子供が天狗に変化する部分は、農耕祭祀に関する生贄を彷彿とさせる。
人身御供の役割は、神霊と一体化して田の収穫の豊穣をもたらすことである。おそらく、水稲耕作にとって重要な水の管理(治水)も行っていたことと思われる。

天狗が、雷神のようであり、鳥のようであり、稲作に関する点は、日本的な「田の神」信仰に通じると共に、中国の神話で「雷神」=「鶏」である点も彷彿とさせる。
日本における天狗とは、中国風な雷神や風神の変化したものなのか、興味深い。

#昔話 #長野県 #中信 #天狗 #田の神 #雷神 #鳥 #人身御供 #見るな #禁忌

by admin. 昔話 <325文字> 編集

ネコと茶がま
「長野のむかし話 長野県国語教育学会編」 77-79p

 「片目」にされた猫神の祟りの物語。
 茶がまは、「豊穣の大釜」のような意味があり、本来は猫神が主人公に授けた、という由来はあったかもしれないと思うが、消失するか、形が大きく崩れており、不明である。
 猫が片目にされる点はいわゆる西欧の「半分男」をどことなく思わせるし、「夷羿と洛水の河伯」の物語も思い出させる。

 参照:夷羿(夏の羿

#昔話 #長野県 #南信 #猫 #祟り #魔法のアイテム #茶がま #魔法の大釜

by admin. 昔話 <248文字> 編集

ものぐさ太郎
「長野のむかし話 長野県国語教育学会編」 67-74p
「読んで 遊んで とっぴんぱらり 新長野のむかし話 長野県国語教育学会編」 82-89p

 「動物番」系の物語の非常に個性的な類話であると思う。
 太郎を小綺麗にしたら「いい男」になった、というのは「クワッ、クワッ、くっつけ!」のかさぶた男と同様、本来の姿を「見るな」という暗喩だと思う。
 そして、信濃国の特徴なのかもしれませんが、「都から来た妻」というものに、「異類嫁」に近いような特別な扱いがされているように思います。

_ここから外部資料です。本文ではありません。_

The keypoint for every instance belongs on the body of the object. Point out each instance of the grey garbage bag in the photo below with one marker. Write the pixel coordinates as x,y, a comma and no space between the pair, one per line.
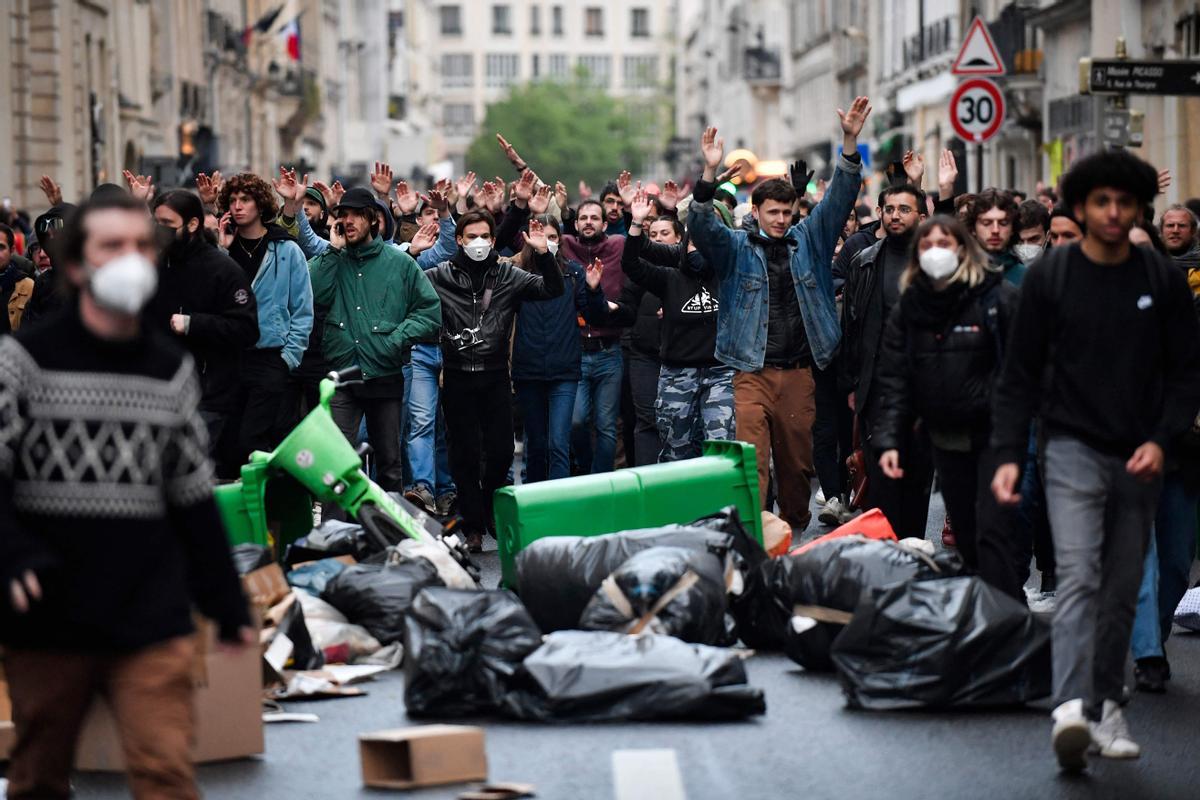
670,590
461,649
942,643
600,675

#昔話 #長野県 #中信 #労働 #異類嫁 #都から来た妻 #怠け者 #見るな #禁忌 #ポセイドーンとアムピトリーテー #歌 #ものぐさ太郎 #略奪婚的 #常世信仰

by admin. 昔話 <333文字> 編集

ほらあなの主
「長野のむかし話 長野県国語教育学会編」 64-66p
「読んで 遊んで とっぴんぱらり 新長野のむかし話 長野県国語教育学会編」 116-119p、タイトルは「よくふか長者とほらあなの主」に変更された。

 「主」とは河童か、それとも大蛇の類いか?
 ともかく、「病気は祟りである」とか、「神に対する恩を忘れると祟られる」とか、そういう主題の話である。「誉津別命」が類話といえる。
 子供は人間ではないので「取り替え子」的な要素もある。

#昔話 #長野県 #南信 #宝物 #報復 #祟り #呪い #忘恩 #水神 #川 #人身御供 #取り替え子 #予言 #椀貸伝説

by admin. 昔話 <290文字> 編集

金ひり子犬
「長野のむかし話 長野県国語教育学会編」 60-63p

 「花咲爺」の類和といえるか。犬神が捧げ物を得ると、金を生んでくれる、という話。
 ということは、犬は雌なのだと思われる。
 主人公(おじいさん)が親切な人で、女主人公(おばあさん)が意地悪な人で、異性同士が対照的となっているのは、イザナギとイザナミ的である。
 犬神がなぜ、主人公、女主人公と暮らすようになったのか、という理由は欠如していて不明である。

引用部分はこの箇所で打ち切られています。